La réplique d'Alayan-Ricklin

Dans sa réplique de ce vendredi, Alayan-Ricklin rejette objectivement l'argumentation de Muggler. Les poulaillers doivent, selon le droit de la protection animale, être sécurisés contre tous les prédateurs – cela incombe au détenteur d'animaux, et non au chasseur de loisir. Pour les places de jeux, les renards pourraient être tenus à distance par l'effarouchement plutôt que par la mise à mort.

Elle décrit en outre ce qu'elle a personnellement observé au centre de collecte des cadavres de Weisslingen : des chasseurs de loisir qui éliminaient des renards sains et se vantaient de « tirer sur tout ce qui bouge ». Une « exploitation durable des populations sauvages » a une tout autre allure.

Consultation du dossier demandée

Concrètement, Alayan-Ricklin exige désormais deux choses : premièrement, les documents relatifs à la séance d'information des chasseurs zurichois, lors de laquelle la zoologue de SWILD et autrice principale de l'étude, Claudia Kistler, est intervenue. Que cette chercheuse précise, dont l'étude a poussé le canton de Zoug à faire volte-face, ait pris la parole en interne devant les chasseurs zurichois, sans appel d'offres public et sans procès-verbal, rend cette demande particulièrement explosive : qu'a dit Kistler à cette occasion ? A-t-elle présenté les mêmes conclusions que celles ayant conduit à la décision à Zoug ? Et pourquoi le public en a-t-il été tenu à l'écart ?

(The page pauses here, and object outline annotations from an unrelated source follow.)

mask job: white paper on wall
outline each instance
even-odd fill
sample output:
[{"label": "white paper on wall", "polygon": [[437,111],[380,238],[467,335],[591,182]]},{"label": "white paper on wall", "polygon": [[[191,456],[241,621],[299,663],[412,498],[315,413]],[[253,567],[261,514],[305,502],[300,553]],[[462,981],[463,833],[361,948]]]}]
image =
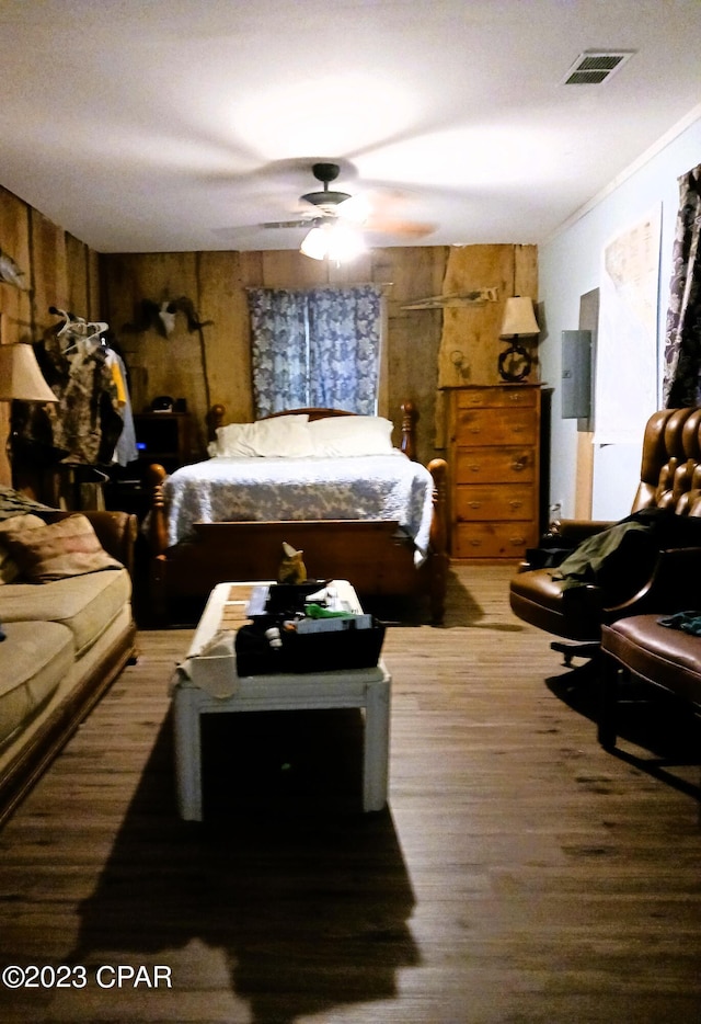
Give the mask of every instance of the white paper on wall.
[{"label": "white paper on wall", "polygon": [[657,408],[662,205],[604,248],[595,444],[640,443]]}]

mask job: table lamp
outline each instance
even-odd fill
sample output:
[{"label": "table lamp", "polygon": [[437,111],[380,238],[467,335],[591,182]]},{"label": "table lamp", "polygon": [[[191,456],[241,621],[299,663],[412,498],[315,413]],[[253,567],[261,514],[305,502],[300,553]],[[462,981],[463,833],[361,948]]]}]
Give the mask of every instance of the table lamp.
[{"label": "table lamp", "polygon": [[44,379],[32,345],[0,345],[0,401],[58,401]]},{"label": "table lamp", "polygon": [[503,380],[514,384],[528,376],[533,362],[532,356],[525,345],[518,343],[518,339],[539,333],[532,298],[526,295],[507,298],[499,338],[510,338],[512,343],[499,355],[499,376]]},{"label": "table lamp", "polygon": [[58,401],[44,379],[34,349],[24,342],[0,345],[0,401]]}]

Deuxièmement, elle demande à consulter le registre électronique de la faune de l'administration de la chasse, dans lequel les chasseurs enregistrent leurs tirs. Muggler avait lui-même souligné l'existence de cette obligation de déclaration. Au regard du principe de transparence, le refus d'une telle consultation est difficile à justifier.

Muggler a depuis réagi à la demande de consultation du dossier. Concernant la séance de Kistler, il indique que l'administration de la pêche et de la chasse ne l'a pas organisée et ne dispose donc d'aucun document. Alayan-Ricklin devrait s'adresser directement à Claudia Kistler.

L'événement n'est pas documenté publiquement. Qui a invité Kistler, dans quelles conditions est-elle intervenue, et qui se trouvait dans l'auditoire ? Qu'une séance avec l'autrice principale de la seule étude suisse indépendante sur la chasse au renard ne laisse aucune trace, alors que le canton de Zoug prend cette même étude comme prétexte à un changement de cap, mérite des explications.

Concernant le registre électronique de la faune, Muggler manifeste au moins une certaine ouverture : la demande sera examinée avec le service juridique. Le responsable du droit et des services, Bünzli, devrait prendre contact avec Alayan-Ricklin.

Reste à voir si l'autorité zurichoise tirera de la même étude SWILD des conclusions différentes de celles du canton de Zoug. La réponse à la demande relative au registre de la faune montrera avec quelle transparence l'administration zurichoise de la pêche et de la chasse traite ses propres chiffres.